McNealy argued that Sun was making its commitment to the x86 architecture clear.
But the move to Opteron also raises questions about Sun's other x86 products, said Nathan Brookwood, principal analyst with Insight 64.
Sun's one-way and two-way Sun Fire V60x and V65x servers, which are based on Intel's Xeon processors, compete directly with the upcoming Opteron products.
McNealy also announced an agreement between Sun and the China Standard Software consotium to develop desktop computers based on Sun's Linux-based Java Desktop System which could, eventually, see the software installed on hundreds of millions of computers in the People's Republic of China.

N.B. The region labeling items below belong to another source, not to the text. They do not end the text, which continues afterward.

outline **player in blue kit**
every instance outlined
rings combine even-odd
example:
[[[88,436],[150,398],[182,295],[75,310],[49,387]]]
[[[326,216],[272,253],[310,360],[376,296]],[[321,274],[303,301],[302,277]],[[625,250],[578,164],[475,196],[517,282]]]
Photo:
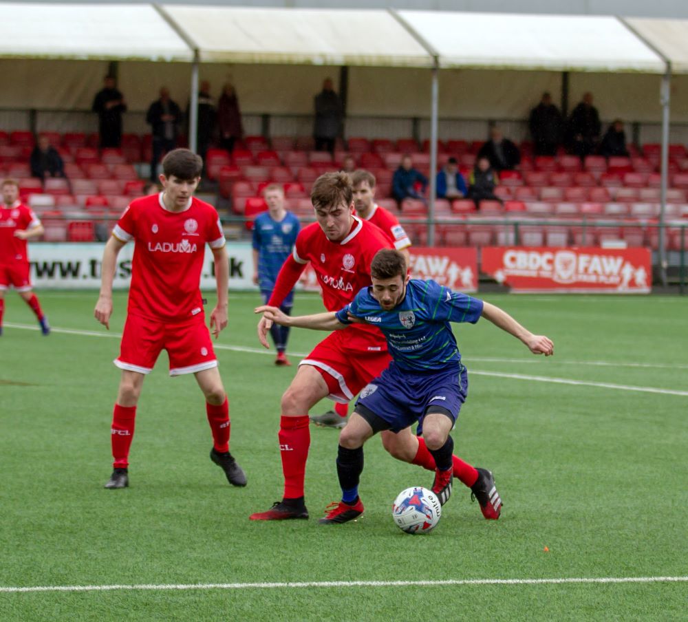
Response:
[[[266,188],[264,196],[268,211],[259,214],[253,223],[253,282],[260,288],[263,303],[266,303],[270,300],[279,269],[292,254],[301,225],[299,219],[285,209],[281,186],[270,184]],[[292,290],[279,308],[290,315],[293,303]],[[270,334],[277,351],[275,364],[291,365],[286,355],[289,327],[273,324]]]
[[[372,286],[336,312],[288,317],[275,307],[256,310],[278,323],[320,330],[364,322],[378,327],[387,339],[392,362],[361,391],[340,434],[336,465],[342,500],[328,508],[320,519],[323,524],[347,522],[363,513],[358,489],[365,441],[377,432],[398,432],[416,421],[418,433],[425,438],[437,466],[432,490],[442,504],[449,498],[453,449],[449,433],[468,392],[466,367],[450,322],[475,323],[484,317],[520,339],[533,354],[554,354],[548,337],[533,334],[498,307],[434,281],[411,279],[397,250],[379,250],[371,276]],[[471,490],[481,506],[497,518],[502,500],[494,478],[487,469],[477,471],[480,477]]]

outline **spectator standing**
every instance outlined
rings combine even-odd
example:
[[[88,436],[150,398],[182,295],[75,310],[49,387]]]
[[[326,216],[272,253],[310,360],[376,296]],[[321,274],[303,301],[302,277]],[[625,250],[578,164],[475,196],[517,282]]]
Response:
[[[462,199],[468,194],[466,181],[459,171],[455,158],[450,158],[438,173],[436,187],[438,199]]]
[[[536,156],[556,156],[561,143],[563,118],[552,103],[552,96],[543,93],[540,103],[530,111],[528,125]]]
[[[219,140],[222,149],[231,155],[237,140],[244,136],[241,111],[239,98],[230,84],[226,84],[217,104],[217,122],[219,125]]]
[[[495,195],[495,188],[499,182],[499,176],[490,166],[490,160],[484,156],[479,158],[469,178],[469,198],[475,202],[477,208],[484,200],[499,201],[499,197]]]
[[[610,156],[629,157],[626,147],[626,133],[623,131],[623,121],[621,119],[615,119],[610,125],[600,143],[599,153],[601,156],[607,158]]]
[[[122,144],[122,113],[127,111],[127,103],[112,76],[103,79],[103,87],[96,94],[92,109],[98,114],[100,149],[118,149]]]
[[[166,87],[160,89],[160,96],[148,109],[146,122],[152,129],[153,156],[151,158],[151,181],[158,179],[158,164],[160,158],[177,147],[179,125],[182,122],[182,110],[170,98]]]
[[[196,125],[196,152],[203,160],[204,166],[206,161],[206,153],[213,140],[215,133],[217,114],[215,103],[211,97],[211,83],[204,80],[198,91],[198,116]],[[189,104],[186,110],[186,118],[191,118],[191,106]]]
[[[411,156],[405,153],[391,178],[392,195],[400,203],[404,199],[424,199],[427,185],[427,178],[413,168]]]
[[[499,127],[490,130],[490,140],[477,153],[477,158],[486,158],[495,171],[510,171],[521,162],[521,152],[508,138],[505,138]]]
[[[343,109],[339,96],[334,92],[332,81],[323,83],[323,90],[315,96],[315,123],[313,138],[317,151],[334,151],[334,141],[341,129]]]
[[[42,180],[47,177],[64,177],[62,157],[47,136],[39,136],[39,144],[31,152],[31,174]]]
[[[569,148],[581,159],[595,151],[602,124],[599,114],[592,105],[592,94],[585,93],[568,118]]]

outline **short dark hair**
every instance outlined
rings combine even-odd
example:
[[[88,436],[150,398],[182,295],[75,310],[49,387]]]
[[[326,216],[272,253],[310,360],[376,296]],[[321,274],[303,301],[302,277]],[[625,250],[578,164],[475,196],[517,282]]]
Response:
[[[201,176],[203,160],[189,149],[173,149],[162,158],[162,173],[190,182]]]
[[[374,279],[394,279],[407,274],[406,258],[394,248],[380,248],[370,264],[370,275]]]
[[[373,175],[369,171],[366,171],[365,169],[358,169],[358,171],[354,171],[351,174],[351,182],[355,188],[358,184],[362,184],[363,182],[367,182],[368,185],[371,188],[375,187],[375,175]]]
[[[334,207],[345,204],[347,207],[354,200],[354,188],[351,178],[346,173],[325,173],[313,184],[310,191],[310,202],[313,207]]]

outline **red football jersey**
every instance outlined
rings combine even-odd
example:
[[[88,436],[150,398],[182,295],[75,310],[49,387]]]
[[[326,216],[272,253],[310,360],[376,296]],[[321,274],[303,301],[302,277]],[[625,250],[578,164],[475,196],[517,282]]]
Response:
[[[19,201],[15,201],[9,207],[0,205],[0,264],[7,266],[29,261],[26,240],[15,237],[14,232],[39,224],[41,221],[31,208]]]
[[[351,233],[341,242],[327,239],[316,222],[304,227],[297,237],[293,256],[299,264],[310,261],[323,290],[325,308],[338,311],[370,285],[370,263],[375,253],[391,248],[380,229],[354,217]],[[385,336],[374,326],[354,324],[346,334],[347,345],[352,350],[387,350]]]
[[[380,227],[397,250],[401,250],[411,246],[409,235],[396,219],[396,217],[389,210],[380,207],[377,203],[373,205],[369,215],[365,219]]]
[[[162,193],[131,202],[112,235],[135,241],[129,312],[184,321],[203,312],[200,280],[205,244],[221,248],[224,234],[215,208],[192,198],[171,212]]]

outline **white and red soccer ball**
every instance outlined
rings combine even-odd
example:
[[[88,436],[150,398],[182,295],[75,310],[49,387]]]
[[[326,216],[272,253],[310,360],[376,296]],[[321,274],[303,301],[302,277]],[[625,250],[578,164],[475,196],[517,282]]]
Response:
[[[399,493],[391,506],[396,526],[407,533],[428,533],[440,522],[442,506],[437,495],[417,486]]]

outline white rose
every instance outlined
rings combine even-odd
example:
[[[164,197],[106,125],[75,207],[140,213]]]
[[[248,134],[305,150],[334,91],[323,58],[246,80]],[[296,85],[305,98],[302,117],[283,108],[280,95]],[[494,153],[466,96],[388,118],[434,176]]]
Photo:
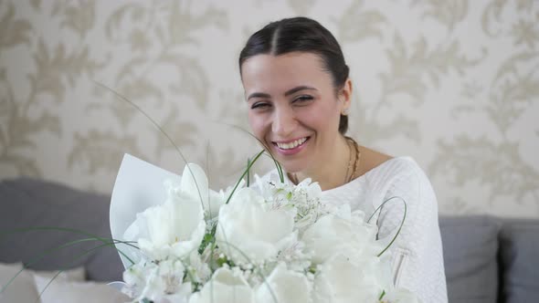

"We're going to immediately roll out the Java Desktop System to between a half million and a million desktops in the coming year," said McNealy. "This, I believe, makes us instantaneously the number-one Linux desktop player in the planet."
The China Standard Software is a consortium of Chinese government-supported companies set up to bring a Linux-based desktop to 200 million Chinese computer users, a target mandated by the Chinese government.
Sun hopes that the deal will be the first of a number of deals aimed at bringing the Java Desktop System to government agencies worldwide.